Mark looked stormier than the scary weather system charts.  It appeared at first that he was trying to hold his frustration in but a second later he roared,  “Why would none of you bring medicine for this crossing??! I don’t care if you don’t get seasick; this is the Drake Passage!!! This is something different!  Caroline who lives on this damn boat takes her seasickness medication every time we do a crossing like this! Why would you not bring medicine?!”

For some reason I felt like it might be a good idea to speak again and be even more honest.  It wasn’t.  “Well I thought about it and knew that I probably should but then I just thought that this is a personal journey for me and I really want to see what I’m capable of and what I’m not.”  I even felt irritated with myself by the time I was done with that one and sure enough, it set him off, again.

“And what good will you be when on your little personal journey, you are sick and puking and of no worth to your crew?!!”  Mark shouts.

I just stopped talking, as every time I opened my mouth, I just made it worse.  I looked at him with respect and acknowledgement and tried to say sorry with my eyes.  I don’t think his eyes accepted the apology.

“Next question! You are all willing to take watches, yes?  Either Caroline or I will always be on watch.  We do four hours on, four hours off alternating the entire time.  We need each of you to take turns doing two hour shifts so that someone else is always on watch with us helping.  If not, it won’t be very safe and we will take days to recover from this trip.” 

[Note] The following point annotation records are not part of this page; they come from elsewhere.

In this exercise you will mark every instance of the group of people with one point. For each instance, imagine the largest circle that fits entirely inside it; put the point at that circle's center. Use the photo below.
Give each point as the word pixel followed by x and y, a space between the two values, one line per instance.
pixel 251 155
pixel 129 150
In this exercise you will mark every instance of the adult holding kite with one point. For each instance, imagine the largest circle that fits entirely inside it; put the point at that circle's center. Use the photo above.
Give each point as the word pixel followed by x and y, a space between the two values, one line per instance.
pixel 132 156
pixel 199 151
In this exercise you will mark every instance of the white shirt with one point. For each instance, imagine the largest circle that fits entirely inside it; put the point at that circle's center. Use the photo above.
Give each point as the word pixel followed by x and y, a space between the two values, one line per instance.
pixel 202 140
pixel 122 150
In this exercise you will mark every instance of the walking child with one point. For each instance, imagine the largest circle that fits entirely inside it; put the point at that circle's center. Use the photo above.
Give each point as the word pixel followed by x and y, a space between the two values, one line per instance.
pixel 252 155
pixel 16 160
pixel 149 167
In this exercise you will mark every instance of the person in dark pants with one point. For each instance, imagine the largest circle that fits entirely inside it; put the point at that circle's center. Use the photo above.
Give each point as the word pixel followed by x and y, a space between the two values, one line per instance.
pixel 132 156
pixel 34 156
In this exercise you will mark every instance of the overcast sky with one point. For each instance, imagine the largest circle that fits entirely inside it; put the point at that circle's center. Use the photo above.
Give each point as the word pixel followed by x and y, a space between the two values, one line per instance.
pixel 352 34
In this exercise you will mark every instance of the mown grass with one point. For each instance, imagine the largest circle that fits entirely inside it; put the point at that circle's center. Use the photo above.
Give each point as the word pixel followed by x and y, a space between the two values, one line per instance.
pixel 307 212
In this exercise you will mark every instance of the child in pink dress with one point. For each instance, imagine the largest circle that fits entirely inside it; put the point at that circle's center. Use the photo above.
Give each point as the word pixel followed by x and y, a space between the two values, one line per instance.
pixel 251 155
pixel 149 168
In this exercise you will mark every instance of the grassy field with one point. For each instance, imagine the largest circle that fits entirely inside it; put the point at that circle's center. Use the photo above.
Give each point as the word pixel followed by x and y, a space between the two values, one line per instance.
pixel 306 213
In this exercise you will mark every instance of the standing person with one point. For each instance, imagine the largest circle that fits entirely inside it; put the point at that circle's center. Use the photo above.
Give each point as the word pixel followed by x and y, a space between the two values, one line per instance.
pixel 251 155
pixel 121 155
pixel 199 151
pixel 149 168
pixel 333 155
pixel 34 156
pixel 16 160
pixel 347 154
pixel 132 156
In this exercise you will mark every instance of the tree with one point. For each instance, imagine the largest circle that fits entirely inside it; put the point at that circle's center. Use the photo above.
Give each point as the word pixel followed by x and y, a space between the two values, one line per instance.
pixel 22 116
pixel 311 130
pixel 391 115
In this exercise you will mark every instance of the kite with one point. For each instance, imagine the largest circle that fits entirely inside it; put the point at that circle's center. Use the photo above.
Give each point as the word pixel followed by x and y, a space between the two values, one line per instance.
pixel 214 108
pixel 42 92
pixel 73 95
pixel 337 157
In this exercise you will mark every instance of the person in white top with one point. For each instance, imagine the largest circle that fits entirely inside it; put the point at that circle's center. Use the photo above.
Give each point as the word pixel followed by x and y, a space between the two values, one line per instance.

That didn’t really sound like a question to me.  But I piped up immediately in synchronized unison with Edmund, Dan and Dixie and said “Yes.  Yes Definitely!”

The captain looked at Jessea and she almost nonchalantly said, “I get seasick. I will have to take my medicine and sleep for a long time and then see how I feel.  If I end up feeling better along the way, I’ll see if I can do a watch.”  Mark’s whole face dropped; I swear I even heard him growl.  There went her gold star. 

He was done with us for the night and went to his cabin shutting the door behind him.  We stayed up and quietly chatted and tried to preserve whatever was left of good morale, until the Captain burst out of his room and told us to be quiet because he couldn’t sleep and reminded us that we had a long day ahead of us.  We all went to bed immediately hoping for a smoother tomorrow.